The higher your deductible, the less you'll pay upfront for coverage. Choosing your deductible is about balancing your budget and the amount of risk you can tolerate. While lower deductibles can save you money on premiums, there may be compensations if your car needs repairs after an accident. A car insurance deductible is what you pay “out of pocket” on a claim before your insurance covers the rest.
Collision protection, all-risk, coverage for uninsured and personal injury drivers typically have an auto insurance deductible. You can generally choose between a low deductible and a high deductible. A low deductible means a higher insurance rate, while a high deductible means a lower insurance rate. In most cases, a lower deductible means higher monthly payments.
If you have a low deductible, you have more coverage from your insurance company and have to pay less out of pocket in the event of a claim. A higher deductible means a reduced cost on your insurance premium. This information is not an insurance policy, does not refer to any specific insurance policy, and does not modify any provision, limitation or exclusion that is expressly stated in any insurance policy. You can opt for a higher car insurance deductible because you're betting against having an accident, but if you've had accidents in the past and drive often on higher-traffic roads, you're more likely to file a claim and pay a deductible.

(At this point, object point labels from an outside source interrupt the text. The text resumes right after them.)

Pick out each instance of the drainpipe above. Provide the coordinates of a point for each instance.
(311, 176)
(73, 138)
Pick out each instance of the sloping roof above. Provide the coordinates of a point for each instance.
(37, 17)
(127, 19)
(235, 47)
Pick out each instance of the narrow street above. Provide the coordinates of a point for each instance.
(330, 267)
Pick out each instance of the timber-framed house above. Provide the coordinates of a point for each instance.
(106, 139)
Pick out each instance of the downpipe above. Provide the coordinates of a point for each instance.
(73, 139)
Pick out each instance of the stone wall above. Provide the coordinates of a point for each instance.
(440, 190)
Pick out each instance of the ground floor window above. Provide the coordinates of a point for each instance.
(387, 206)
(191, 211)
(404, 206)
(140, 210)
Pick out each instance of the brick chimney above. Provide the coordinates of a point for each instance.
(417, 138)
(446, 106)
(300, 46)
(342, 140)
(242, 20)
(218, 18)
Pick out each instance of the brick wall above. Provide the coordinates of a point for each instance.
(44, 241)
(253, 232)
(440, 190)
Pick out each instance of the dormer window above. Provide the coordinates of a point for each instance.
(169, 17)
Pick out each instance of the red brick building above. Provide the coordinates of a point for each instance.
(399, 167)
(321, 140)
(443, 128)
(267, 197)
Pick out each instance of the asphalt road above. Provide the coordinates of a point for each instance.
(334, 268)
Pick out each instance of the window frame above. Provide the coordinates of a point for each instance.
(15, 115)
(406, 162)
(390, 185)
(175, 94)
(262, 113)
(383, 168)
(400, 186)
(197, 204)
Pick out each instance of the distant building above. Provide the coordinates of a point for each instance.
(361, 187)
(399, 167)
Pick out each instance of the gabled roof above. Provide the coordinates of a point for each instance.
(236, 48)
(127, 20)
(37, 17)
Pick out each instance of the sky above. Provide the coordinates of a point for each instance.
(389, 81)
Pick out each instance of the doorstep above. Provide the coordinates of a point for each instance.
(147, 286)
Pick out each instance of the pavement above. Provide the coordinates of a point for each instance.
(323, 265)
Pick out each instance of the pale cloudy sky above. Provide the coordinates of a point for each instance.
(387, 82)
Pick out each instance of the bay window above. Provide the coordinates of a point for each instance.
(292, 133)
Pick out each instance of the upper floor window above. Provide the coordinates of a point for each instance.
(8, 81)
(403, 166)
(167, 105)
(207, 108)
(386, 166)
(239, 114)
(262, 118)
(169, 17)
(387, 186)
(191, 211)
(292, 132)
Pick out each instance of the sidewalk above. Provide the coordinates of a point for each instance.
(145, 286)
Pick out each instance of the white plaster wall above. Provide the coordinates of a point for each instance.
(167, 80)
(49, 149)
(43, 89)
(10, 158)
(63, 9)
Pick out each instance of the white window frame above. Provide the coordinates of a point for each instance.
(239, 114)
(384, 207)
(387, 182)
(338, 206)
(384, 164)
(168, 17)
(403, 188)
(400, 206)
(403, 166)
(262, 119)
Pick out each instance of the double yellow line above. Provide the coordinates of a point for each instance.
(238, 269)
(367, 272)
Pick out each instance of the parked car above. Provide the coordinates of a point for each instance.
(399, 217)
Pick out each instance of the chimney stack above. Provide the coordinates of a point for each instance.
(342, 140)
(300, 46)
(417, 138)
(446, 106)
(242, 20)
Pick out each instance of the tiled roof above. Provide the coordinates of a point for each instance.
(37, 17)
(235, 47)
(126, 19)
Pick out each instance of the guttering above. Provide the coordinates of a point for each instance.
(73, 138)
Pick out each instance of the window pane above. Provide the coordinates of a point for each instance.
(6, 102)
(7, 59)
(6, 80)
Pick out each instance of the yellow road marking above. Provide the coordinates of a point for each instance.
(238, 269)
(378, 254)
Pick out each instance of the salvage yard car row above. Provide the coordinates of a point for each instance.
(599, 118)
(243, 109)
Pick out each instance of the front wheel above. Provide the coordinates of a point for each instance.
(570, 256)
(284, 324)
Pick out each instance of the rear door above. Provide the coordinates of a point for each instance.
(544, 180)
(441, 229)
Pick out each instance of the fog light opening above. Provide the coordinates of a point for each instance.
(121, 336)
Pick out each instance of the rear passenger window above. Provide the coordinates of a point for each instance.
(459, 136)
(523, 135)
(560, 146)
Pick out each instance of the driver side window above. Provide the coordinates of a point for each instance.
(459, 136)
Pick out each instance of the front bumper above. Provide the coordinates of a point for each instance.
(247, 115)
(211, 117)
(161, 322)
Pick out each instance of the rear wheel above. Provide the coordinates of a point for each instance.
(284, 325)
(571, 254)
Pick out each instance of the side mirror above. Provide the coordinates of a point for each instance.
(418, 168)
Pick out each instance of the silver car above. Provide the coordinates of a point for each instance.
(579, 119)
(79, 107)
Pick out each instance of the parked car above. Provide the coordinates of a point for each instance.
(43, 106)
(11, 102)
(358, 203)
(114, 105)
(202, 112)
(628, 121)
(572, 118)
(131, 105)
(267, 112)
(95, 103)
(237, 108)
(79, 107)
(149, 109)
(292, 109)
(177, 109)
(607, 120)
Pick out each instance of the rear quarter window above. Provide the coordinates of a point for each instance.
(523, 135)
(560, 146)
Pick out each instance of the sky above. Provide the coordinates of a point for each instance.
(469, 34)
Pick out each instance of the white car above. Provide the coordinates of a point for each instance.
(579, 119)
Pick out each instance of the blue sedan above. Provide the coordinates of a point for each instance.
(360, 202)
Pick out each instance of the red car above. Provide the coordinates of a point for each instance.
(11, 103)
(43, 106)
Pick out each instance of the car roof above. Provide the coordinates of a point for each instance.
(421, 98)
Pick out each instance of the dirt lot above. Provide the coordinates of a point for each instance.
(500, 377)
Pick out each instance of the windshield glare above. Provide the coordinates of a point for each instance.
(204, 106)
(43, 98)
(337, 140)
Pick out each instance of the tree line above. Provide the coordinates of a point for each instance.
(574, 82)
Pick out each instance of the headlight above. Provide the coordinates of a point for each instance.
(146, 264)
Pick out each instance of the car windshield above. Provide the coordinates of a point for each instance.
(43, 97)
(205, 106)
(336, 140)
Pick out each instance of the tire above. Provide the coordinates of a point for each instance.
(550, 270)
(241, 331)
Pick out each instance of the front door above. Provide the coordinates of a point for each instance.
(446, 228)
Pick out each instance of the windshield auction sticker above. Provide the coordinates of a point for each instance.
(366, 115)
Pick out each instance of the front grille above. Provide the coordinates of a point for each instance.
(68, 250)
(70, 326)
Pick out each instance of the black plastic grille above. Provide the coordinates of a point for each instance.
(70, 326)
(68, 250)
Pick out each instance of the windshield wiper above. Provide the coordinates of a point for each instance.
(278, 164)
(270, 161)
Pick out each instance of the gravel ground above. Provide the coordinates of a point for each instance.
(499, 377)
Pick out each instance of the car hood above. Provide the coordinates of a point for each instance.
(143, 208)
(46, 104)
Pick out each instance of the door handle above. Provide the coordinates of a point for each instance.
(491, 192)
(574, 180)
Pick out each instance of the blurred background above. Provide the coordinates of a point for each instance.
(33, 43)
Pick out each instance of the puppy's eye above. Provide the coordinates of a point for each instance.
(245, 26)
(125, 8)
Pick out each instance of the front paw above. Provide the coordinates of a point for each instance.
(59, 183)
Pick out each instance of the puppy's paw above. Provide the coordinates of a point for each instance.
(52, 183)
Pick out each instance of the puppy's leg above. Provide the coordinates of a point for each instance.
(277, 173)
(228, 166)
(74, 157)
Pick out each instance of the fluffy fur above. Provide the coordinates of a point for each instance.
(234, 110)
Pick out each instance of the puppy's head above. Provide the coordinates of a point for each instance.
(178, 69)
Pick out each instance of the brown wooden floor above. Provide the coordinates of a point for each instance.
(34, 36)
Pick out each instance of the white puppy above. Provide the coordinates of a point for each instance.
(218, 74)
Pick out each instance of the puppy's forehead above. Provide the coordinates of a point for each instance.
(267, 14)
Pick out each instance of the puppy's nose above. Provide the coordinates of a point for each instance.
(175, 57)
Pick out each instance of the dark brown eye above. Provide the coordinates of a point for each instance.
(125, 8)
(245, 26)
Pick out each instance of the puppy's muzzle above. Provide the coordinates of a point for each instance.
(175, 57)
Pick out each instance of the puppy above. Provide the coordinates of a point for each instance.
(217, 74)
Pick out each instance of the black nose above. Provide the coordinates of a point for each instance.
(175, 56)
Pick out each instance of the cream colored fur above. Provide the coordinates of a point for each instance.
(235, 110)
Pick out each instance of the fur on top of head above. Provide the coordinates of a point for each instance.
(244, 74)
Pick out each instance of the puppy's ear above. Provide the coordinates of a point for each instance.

After you pay the amount of the car's deductible, your insurer will cover the remaining cost to repair or replace your vehicle. The car insurance deductible is the amount of money that your auto insurance company will deduct from the claim check. Drivers who increase their deductibles can save between 7% and 28% a year on average, according to a Forbes Advisor analysis of deductibles and auto insurance rates. If you live in a state where cracked windshields are common, you might want to choose a low car insurance deductible to replace your windshield.
The amount you'll save by increasing your car insurance deductible also depends on your insurance company. In most cases, you can increase or decrease your car insurance deductible at any time during the life of the policy. That's because the lower your deductible, the more your car insurance company will have to pay if you file a claim. If increasing your car insurance deductible will help you maintain car insurance coverage or manage other necessary household bills, it's worth considering.
Increasing your car insurance deductible can help you reduce your annual insurance costs by several hundred dollars.